Binder: Hierarchical Concept Representation through Order Embedding of Binary Vectors
Croix Gyurek, Niloy Talukder, Mohammad Al Hasan
TL;DR
Binder introduces a binary, order-based embedding for hierarchical concepts by representing each concept as a $d$-bit vector in $\\{0,1\\}^d$ and enforcing that if $a$ is-a $b$ then $\mathbf{b}_j=1$ implies $\mathbf{a}_j=1$ for all $j$. It reframes learning as a binary CSP solved with a gradient-inspired, randomized bit-flip local search that runs in $O(ndT(|P|+|N|))$ time and uses a CSP-based loss with positive and negative constraints. Empirically, Binder achieves competitive representation accuracy across six datasets and substantially superior transitive-closure link prediction compared with nine baselines, while offering a dramatic memory footprint reduction (e.g., 2.36 MB vs 34.2 MB or more).
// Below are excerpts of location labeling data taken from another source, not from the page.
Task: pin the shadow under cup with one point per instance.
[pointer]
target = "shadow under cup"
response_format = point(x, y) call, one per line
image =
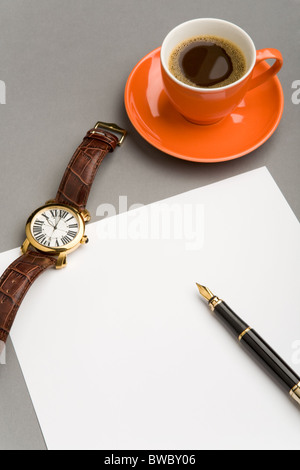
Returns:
point(210, 105)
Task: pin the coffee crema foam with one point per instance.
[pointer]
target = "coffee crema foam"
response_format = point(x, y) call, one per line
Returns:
point(237, 58)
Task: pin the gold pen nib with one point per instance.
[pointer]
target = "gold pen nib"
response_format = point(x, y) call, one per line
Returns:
point(205, 292)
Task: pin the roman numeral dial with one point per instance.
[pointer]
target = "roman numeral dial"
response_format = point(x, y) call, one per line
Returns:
point(55, 227)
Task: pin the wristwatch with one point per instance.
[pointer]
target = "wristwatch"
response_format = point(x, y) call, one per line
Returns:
point(57, 228)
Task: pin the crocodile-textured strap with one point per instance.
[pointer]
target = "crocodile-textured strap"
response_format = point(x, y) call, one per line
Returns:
point(76, 184)
point(14, 284)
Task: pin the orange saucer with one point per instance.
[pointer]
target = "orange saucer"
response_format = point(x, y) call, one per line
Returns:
point(153, 116)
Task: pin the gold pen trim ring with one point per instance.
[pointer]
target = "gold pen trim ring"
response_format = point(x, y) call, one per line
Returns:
point(244, 333)
point(295, 393)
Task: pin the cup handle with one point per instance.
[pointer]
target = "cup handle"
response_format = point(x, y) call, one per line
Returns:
point(261, 55)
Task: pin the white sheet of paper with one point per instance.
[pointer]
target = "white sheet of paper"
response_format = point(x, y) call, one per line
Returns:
point(119, 351)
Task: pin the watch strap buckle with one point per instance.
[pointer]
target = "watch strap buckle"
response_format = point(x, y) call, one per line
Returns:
point(112, 127)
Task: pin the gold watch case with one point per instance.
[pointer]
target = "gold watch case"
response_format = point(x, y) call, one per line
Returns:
point(62, 252)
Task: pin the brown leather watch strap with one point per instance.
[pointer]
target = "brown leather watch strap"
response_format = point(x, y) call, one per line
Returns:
point(14, 284)
point(76, 184)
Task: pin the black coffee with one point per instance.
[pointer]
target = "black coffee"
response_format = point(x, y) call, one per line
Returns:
point(207, 61)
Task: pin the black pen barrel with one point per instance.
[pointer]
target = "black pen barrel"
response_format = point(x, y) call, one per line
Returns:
point(258, 347)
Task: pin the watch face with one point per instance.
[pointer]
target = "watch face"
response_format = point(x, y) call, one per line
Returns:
point(55, 227)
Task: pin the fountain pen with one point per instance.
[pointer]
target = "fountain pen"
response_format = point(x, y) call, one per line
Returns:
point(254, 343)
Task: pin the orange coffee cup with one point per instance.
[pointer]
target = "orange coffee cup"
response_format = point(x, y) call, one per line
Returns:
point(210, 105)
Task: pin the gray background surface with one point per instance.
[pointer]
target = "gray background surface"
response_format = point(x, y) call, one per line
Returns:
point(65, 64)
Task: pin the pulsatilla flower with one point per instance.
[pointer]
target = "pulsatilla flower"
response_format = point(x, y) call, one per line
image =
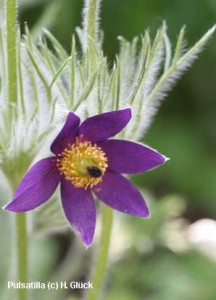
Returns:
point(86, 162)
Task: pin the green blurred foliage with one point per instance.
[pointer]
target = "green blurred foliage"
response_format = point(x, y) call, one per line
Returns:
point(184, 130)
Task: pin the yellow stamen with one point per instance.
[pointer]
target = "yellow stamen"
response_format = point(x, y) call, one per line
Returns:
point(83, 163)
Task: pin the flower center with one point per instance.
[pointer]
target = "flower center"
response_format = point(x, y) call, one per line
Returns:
point(83, 163)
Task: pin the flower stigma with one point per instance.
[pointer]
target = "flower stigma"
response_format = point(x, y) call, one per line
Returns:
point(82, 163)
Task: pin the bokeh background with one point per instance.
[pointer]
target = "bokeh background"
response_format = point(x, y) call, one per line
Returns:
point(172, 255)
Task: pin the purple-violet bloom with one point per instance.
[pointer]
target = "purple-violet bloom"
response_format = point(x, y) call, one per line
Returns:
point(87, 162)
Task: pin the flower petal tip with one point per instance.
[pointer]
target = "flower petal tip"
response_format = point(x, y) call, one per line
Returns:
point(5, 207)
point(9, 207)
point(166, 159)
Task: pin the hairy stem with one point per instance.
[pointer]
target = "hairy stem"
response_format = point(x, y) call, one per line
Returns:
point(21, 233)
point(90, 20)
point(21, 253)
point(102, 257)
point(11, 50)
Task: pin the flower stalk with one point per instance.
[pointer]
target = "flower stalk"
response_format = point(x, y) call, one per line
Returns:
point(11, 50)
point(21, 233)
point(102, 257)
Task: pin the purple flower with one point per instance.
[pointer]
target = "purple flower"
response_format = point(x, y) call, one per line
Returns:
point(87, 162)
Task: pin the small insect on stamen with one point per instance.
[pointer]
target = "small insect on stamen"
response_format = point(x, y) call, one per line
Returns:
point(83, 164)
point(94, 172)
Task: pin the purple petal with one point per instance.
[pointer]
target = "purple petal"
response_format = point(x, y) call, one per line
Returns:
point(36, 187)
point(103, 126)
point(67, 135)
point(79, 209)
point(117, 192)
point(129, 157)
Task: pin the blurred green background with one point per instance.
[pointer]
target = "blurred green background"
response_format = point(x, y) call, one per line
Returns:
point(160, 258)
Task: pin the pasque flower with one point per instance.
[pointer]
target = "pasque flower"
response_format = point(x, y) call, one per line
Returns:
point(86, 162)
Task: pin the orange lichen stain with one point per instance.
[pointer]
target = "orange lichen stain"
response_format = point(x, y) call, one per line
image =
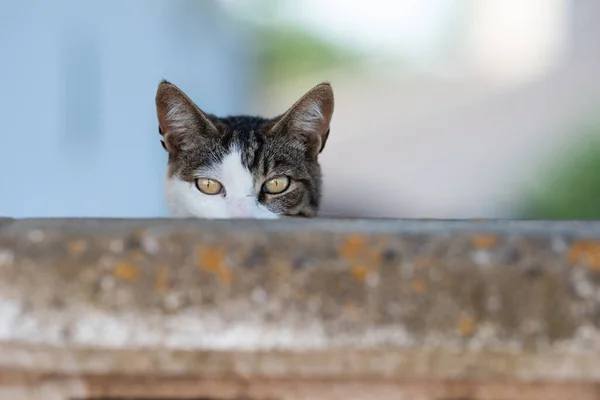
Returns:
point(484, 241)
point(76, 246)
point(126, 271)
point(586, 251)
point(360, 273)
point(137, 255)
point(352, 247)
point(419, 285)
point(423, 263)
point(162, 280)
point(466, 325)
point(213, 261)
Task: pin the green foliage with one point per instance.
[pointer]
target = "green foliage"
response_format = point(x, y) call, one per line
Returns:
point(571, 187)
point(288, 53)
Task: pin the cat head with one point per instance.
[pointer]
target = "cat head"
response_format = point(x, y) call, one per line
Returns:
point(242, 166)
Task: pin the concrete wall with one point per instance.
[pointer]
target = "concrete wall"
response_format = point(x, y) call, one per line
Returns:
point(322, 309)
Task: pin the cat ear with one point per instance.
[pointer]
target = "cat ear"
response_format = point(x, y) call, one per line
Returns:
point(309, 118)
point(181, 123)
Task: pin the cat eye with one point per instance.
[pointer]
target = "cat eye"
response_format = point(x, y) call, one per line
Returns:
point(276, 185)
point(209, 186)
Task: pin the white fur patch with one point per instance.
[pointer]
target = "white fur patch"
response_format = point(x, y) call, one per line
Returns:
point(240, 199)
point(311, 117)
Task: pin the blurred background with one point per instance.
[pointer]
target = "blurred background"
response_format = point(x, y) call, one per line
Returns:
point(444, 108)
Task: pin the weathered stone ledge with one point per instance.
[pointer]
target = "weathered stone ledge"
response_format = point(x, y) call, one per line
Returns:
point(351, 299)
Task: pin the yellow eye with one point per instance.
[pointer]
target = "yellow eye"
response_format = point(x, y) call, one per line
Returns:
point(209, 186)
point(277, 185)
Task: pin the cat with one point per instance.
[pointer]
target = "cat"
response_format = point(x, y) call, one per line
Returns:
point(243, 166)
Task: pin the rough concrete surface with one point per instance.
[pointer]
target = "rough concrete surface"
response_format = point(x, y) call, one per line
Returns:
point(269, 301)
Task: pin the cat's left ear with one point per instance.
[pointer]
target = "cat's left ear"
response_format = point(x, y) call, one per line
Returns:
point(309, 119)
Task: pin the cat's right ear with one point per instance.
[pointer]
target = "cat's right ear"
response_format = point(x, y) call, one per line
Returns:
point(181, 123)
The binary, explainable nature of Binder enables intuitive interpretation of attributes via bits and supports boolean operations (AND/OR), with strong scalability to large hierarchies like WordNet. Overall, Binder provides a compact, scalable, and effective alternative to continuous and box/Hyperbolic embeddings for hierarchical concept representation, with robust transitive inference from direct edges alone.
Abstract
For natural language understanding and generation, embedding concepts using an order-based representation is an essential task. Unlike traditional point vector based representation, an order-based representation imposes geometric constraints on the representation vectors for explicitly capturing various semantic relationships that may exist between a pair of concepts. In existing literature, several approaches on order-based embedding have been proposed, mostly focusing on capturing hierarchical relationships; examples include vectors in Euclidean space, complex, Hyperbolic, order, and Box Embedding. Box embedding creates region-based rich representation of concepts, but along the process it sacrifices simplicity, requiring a custom-made optimization scheme for learning the representation. Hyperbolic embedding improves embedding quality by exploiting the ever-expanding property of Hyperbolic space, but it also suffers from the same fate as box embedding as gradient descent like optimization is not simple in the Hyperbolic space. In this work, we propose Binder, a novel approach for order-based representation. Binder uses binary vectors for embedding, so the embedding vectors are compact with an order of magnitude smaller footprint than other methods. Binder uses a simple and efficient optimization scheme for learning representation vectors with a linear time complexity. Our comprehensive experimental results show that Binder is very accurate, yielding competitive results on the representation task. But Binder stands out from its competitors on the transitive closure link prediction task as it can learn concept embeddings just from the direct edges, whereas all existing order-based approaches rely on the indirect edges.